10.07.2004

A Jew, a Unitarian and a coke addict walk into a bar...

So heres a shocker: last night I went to bible study with Ben, the boy. Janey, Ben's neighbor was the lovely host. Janey's a very hip southern girl who has recently separated from her husband and decided she needs spiritual healing. So she's started meditating and invited her friends to come round last night to share the god-love, or something. I've been to bible studys before, actually one, also in Georgia - go figure - and it was really, really nice. Nobody pressured me and at the end they prayed for me and I totally felt the love.

I was a little nervous about going to Janey's though. I'm unitarian universalist, Janeys only culturally christian, and Ben's Jewish. I wasn't sure who else was coming, but I knew the pretty blond coke addict from down the street was, and the whole concept for the evening wasn't quite coming together for me. But I figured that divorce is a tough, tough thing, so I'd better go and offer what spiritual healing I could summon anyways.

I got in late, didn't have time to change so I was stuck in my icky work suit. Mingling was mingling.. I was happy to see that Janeys cat was still kicking it - he's FIV positive, and for some reason walking by a few months ago I'd mistaken one of her painted pots in the garden for a kitty tombstone. I had a few glasses of wine, everyone was catching up and talking about how they quit smoking cigarettes, which just made me start fiending for one. Then Brie chimed in with, "wow, everyones quitting smoking. I quit doing coke everyday! Kidding..." at which point I went out to the patio and had a smoke. A couple people joined me.

Janey rounded us up into the living room. We did some singing, except nobody sang. Then Dia gave a little background info on the Bible. Dia's a certified pastor, which is a revelation in and of itself, but thats another story. Anyways, so he was running the show. Dia tells about who wrote which bits of the bible when, and which bits got dropped when by who, etc. etc. , how certain books got canonized by which denominations. I'm real curious about the Greek Orthodoxes because I had a lot of fun doing Easter in crete one year and I have a funny suspicion that everything I don't like about the practice christianity started with the pope. But that conversation didn't go to far.

Torah vs. Bible gathered a little more speed. We had Ben rooting for the God of Wrath, Janey saying she only likes the nicer, kinder god and wondering whether that can be considered faith, Dia rooting for the god of sin, rules and expectations, me rooting for narrative/textual interpretations. Finally Brie asks the critical question: 'So, Ben, is it that Jews don't believe in Jesus?'

Anyways, we all laughed. Brie looked really embarrased, but what could we do - it was a really stupid question - and so we moved on to the next topic. Dia asks everyone to talk about why they feel reading the bible is/isn't a worthwhile experience. Ben's response: Judges 21-23. We all flip through our books to Judges 21, and its about Benjamin gettin' wives. Lots of 'em. Goof.

Alright, I'm tired so I'm going to sum up. Last night was really really really funny, and touching, but also super painful. The bible, like most major religious texts I've encountered, is not an easy book by far. Its like Finnegans wake. Or Mason Dixon. And its probably best read in the original hebrew/ aramaic/ greek.

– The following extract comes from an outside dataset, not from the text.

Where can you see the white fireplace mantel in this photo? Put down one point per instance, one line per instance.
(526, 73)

And we were all sitting around, coming up with ideas about god and ways of reading and we just don't have the education or the practice or the learning to really approach the text. In a way, we were lucky, because our ignorance united us. We got into our differing beliefs a little bit last night, and luckily I don't think anyone really caught on to the fact that the differences we were outlining are the kind of stuff that people fight wars over, burn houses over, lose elections over, ruin marriages over, etc. etc. I have no idea how that group of people can sit together and energize and bond the way people energize bond when they're all praying together. Its just not really possible. All I could think about how this is exactly the problem with the UU church - it lacks a unified spiritual community. For me, its pretty impossibe to find even a small one.

Anyways. I got feeling way overextended and extremely hollow at the end, and I sat on the couch by myself for a few minutes. Ben checked in on me, and I told him my blood sugar was crashing and I just felt like petting the FIV infected cat by myself.

Then we left, went to the bar, had half BBQ chicken, fried okra and corn on the cob. And margaritas. Bible studys happening again Wednesday, I'll let you know if I go.








Comments:
Sounds great. I love the way you just toss the "Do Jews believe in Jesus" question into the dumpster.